どうでもいいが、面接まで辿り着けないことが多い。
あ、いやエントリーシート落ちとかじゃなくて、道的に。
道に迷ってもう何個も面接をきっている。
ていうかアバウトな地図しか載せない会社が悪いよ。辿り着けねぇよ。せめて駅の出口の名前くらい書いとけよ。出口いっぱいあってわかんねぇよ。そして電車遅れんのやめろよ。「混雑のため10分ほど遅れての到着です。」って遅れすぎだろ。
あーこんなことなら早起きして履歴書書くんじゃなかった。もっと寝てればよかった。まじ無意味。あー睡眠時間もったいねー履歴書もったいねー。
もうちんこ。いわばちんこ。
何かといつも欠席をすすめてくるうちの母は、今朝も「三越なんて、やめちゃえば?」と失礼きわまりない発言をしていたが、今日はその忠告に従って家で寝てりゃあよかったと心から思う次第である。
そして今私は、面接会場を探し求めての途方もない旅の末に辿り着いた小さな公園のベンチに腰掛けて、徒労に終わったこの数時間を思い起こしつつ、何とも言い得ぬサンチマンタリスムを噛み締めているのである。
先程、「今日はブランチを食べるために銀座まできたのだ。」と自分に言い聞かせてこの圧倒的虚無感を紛らわすために昼食をとった。
しかし、そこで入った牛丼屋で投げやりな態度の店員が差し出したサラミ丼みたいな牛丼と「銀座」という響きのギャップは、私にいかなる逃避をも許さぬ圧倒的な威力があった。
ああ、虚ろなる人生。
昨日の冷たい雨が嘘のように青く澄んだ今日の空は、私の虚無を糾弾するかのようである。
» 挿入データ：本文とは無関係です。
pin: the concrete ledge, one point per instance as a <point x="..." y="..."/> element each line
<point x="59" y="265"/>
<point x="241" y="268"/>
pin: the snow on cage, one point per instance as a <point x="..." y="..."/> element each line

先週の雨の日、傘を持たずに濡れながら歩く小さなじいさんを見かけ、「傘、お貸ししましょうか。」と柄にもない親切を試みた。
しかしそれは、私が私の虚無を埋めんがためにあのじいさんを利用しようとしたのだろうか。
だからこそ、あのじいさんは「いいです!」と頑なに私の申し出を拒んだのやもしれぬ。
我が心中の不純なる自己満足を、あの老人は看破したのやもしれぬ。
あの時、私はどうして傘を貸そうとしたのだろう。
一度、雨に打たれる彼の横を、自分は傘をさして通り過ぎ、なんとも冷酷なことをしている気がして、引き返した。
そのこと自体は、本当の親切心から出たものと見ることもできるかもしれない。
しかし、私は無意識のうちに、あの小さな老人を自分より卑小なるものと決めつけて、彼を助けてあげようなどというような、可哀相だなどというような、愚劣なる優越感を抱いていたのではないか。
自分より弱いこの老人ならば、私を必要としてくれるのではないか、私の親切を喜んでくれるのではないかと、そんな卑怯な打算をしなかったと言い切れるか。
そう考えて、そうしたわけではない。
しかしそういう考えが、心のどこかにはあったかもしれない。
老人の拒絶に、少しくショックを覚えたのは、その証拠ではないのか。
人は、弱いが故に人を求め、弱いが故に人を拒む。
独りじゃ生きていけない。
だから、居場所をもとめるのだ。
えー、というわけで、病んでます。